People across all faiths visit the ancient Kumaramangala temple in Kasargod to seek the blessing of snake god and escape the curse of snake, there are millions of such examples where people across faith praying to local deities as they truly believe in the power of these deities to protect, heal, and bless. 

What we are experiencing today is a violent, disruptive Hindutva political ideology trying to enforce itself as a single Hindu narrative, the problem is not the political ideology itself, but the intent to capture power by destroying the harmony and diverse belief culture that has its deep roots in every village of India by misusing the Hindu religion is the real threat. 

Dr Ambedkar said “religion is for man and not man for religion’’, forcefully installing saffron flags at will, questioning the beliefs of people from other faiths, intimidating, questioning the meat eaters, and even branding them evil, mocking them as converts are extremally dangerous trends we are witnessing. This reminds me of a very popular Kannada movie ‘Bedara Kannappa’ of Dr Rajkumar, where the hunter Kannappa offers meat to Lord Shiva. We were thought to believe that we can offer any kind of food to the deity with immense sincerity, love, gratitude, and the deity will accept it. If the fate of the believers in the current Hindutva hyper propaganda is this demonizing, imagine the people who are agnostic and who are non-believers. 

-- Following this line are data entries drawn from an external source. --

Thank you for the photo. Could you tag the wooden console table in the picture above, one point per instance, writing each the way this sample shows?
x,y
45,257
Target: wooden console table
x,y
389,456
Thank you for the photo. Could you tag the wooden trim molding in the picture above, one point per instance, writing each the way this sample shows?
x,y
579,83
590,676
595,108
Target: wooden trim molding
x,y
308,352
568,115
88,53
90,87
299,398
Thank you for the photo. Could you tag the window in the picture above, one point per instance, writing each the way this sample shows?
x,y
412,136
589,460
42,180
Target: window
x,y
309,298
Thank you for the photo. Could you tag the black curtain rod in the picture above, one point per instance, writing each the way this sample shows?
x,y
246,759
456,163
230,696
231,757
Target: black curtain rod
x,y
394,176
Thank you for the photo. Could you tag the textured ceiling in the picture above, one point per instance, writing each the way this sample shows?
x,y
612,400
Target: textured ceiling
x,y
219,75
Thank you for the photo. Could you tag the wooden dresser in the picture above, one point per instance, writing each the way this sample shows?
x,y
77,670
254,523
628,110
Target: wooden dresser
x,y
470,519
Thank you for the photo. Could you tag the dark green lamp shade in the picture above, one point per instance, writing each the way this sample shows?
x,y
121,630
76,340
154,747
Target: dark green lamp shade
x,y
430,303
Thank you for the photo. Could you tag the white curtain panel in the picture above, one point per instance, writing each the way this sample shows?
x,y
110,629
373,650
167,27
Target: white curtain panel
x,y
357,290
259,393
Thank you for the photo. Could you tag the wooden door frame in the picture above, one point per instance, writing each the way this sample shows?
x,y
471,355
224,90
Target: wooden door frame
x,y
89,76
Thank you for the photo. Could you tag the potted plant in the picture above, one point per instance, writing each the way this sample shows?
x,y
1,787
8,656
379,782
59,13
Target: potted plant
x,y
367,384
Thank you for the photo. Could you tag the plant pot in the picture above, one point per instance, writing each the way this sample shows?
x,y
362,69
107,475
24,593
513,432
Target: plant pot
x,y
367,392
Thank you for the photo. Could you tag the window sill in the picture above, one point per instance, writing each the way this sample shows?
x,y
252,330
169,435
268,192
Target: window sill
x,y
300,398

From birth to death the practices of upper caste, Shudras, Dalits are not identical so are our deities, the practices in north, south, east, west of India is not identical either, when most of the Hindus bury the dead in the south, Hindus from north are unable to comprehend this practice. The deities of the Shudras are for protection, healing, blessing, whereas the Hindutva propaganda of gods is about heroism, curse, preaching, fear, and unless we do realize the cultural erosion the false narrative of Hindutva propaganda is causing, our diverse identity cannot be protected. 

Tree with more branches always grows bigger, gives more shade, and houses more birds, like wise cultural diversity of India is her biggest strength and gives shade to all deities, practices, and beliefs, will our diversity allow a political Hindutva ideology to cut the Tree? only time will tell.